Strengthening stewardship, experts say, requires enforcing prescription regulations, improving clinician training and educating patients on the importance of completing doses and not sharing medicines. Addressing antibiotic use in animals, where resistance can spread from farms to humans through food and the environment, is also critical.
Some counties are already using surveillance data to guide antibiotic use in hospitals
“This is where Kenya’s One Health approach becomes critical, linking human health, animal health, agriculture and environmental protection in one coordinated response,” Dr Kamau noted.
One of Kenya’s biggest opportunities in tackling AMR lies in strengthening surveillance by systematically tracking which microbes are resistant, where they are found and which drugs they resist. Some counties are already using surveillance data to guide antibiotic use in hospitals.
In Meru County, data-driven surveillance is shaping improved prescribing practices. According to Dr Koome Muthuri, Chief Officer for Health Services in Meru County, a survey conducted at Meru Teaching and Referral Hospital in June last year found that 46.5 per cent of admitted patients were on antibiotics.
Although the survey captured data from a single day, Dr Muthuri said it provided critical insights now guiding changes in prescribing practices and strengthening infection-prevention measures at the facility.
Prof Berkley said researchers are already feeding surveillance data to the Ministry of Health, with plans underway to scale it up, as “Surveillance tells us which antibiotics still work and which no longer do.”

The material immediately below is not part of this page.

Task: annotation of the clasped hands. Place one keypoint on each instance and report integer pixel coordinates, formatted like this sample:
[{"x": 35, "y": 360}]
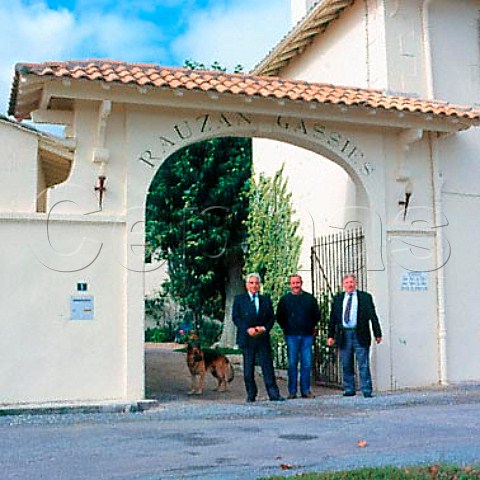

Researchers at KEMRI and partner institutions are tracking resistance patterns across hospitals and communities and sharing the findings with the Ministry of Health. However, experts say the system requires expansion through better-equipped laboratories, standardised diagnostics, trained personnel and sustained funding.
“Surveillance is not just about collecting data,” Dr Kamau emphasised. “It’s about generating evidence that changes practice.”
Emerging technologies are beginning to support Kenya’s AMR response. Advanced machine-learning and computational tools can analyse laboratory data and predict resistance patterns, helping clinicians select effective treatments more quickly. Globally, artificial intelligence (AI) is being explored as a clinical decision-support tool, not to replace doctors, but to guide better prescribing, Prof Berkley said.
“AI can be used as additional information, but ultimately it will be the clinician, the vets and the public health people who should be making those decisions,” he noted.
While research into new antibiotics continues, experts caution that drug discovery alone will not solve the problem if misuse persists. Surveillance data can also help identify older or underused antibiotics that may still be effective in specific settings. Treatment, they note, does not have to be uniform nationwide since what works in one county may fail in another.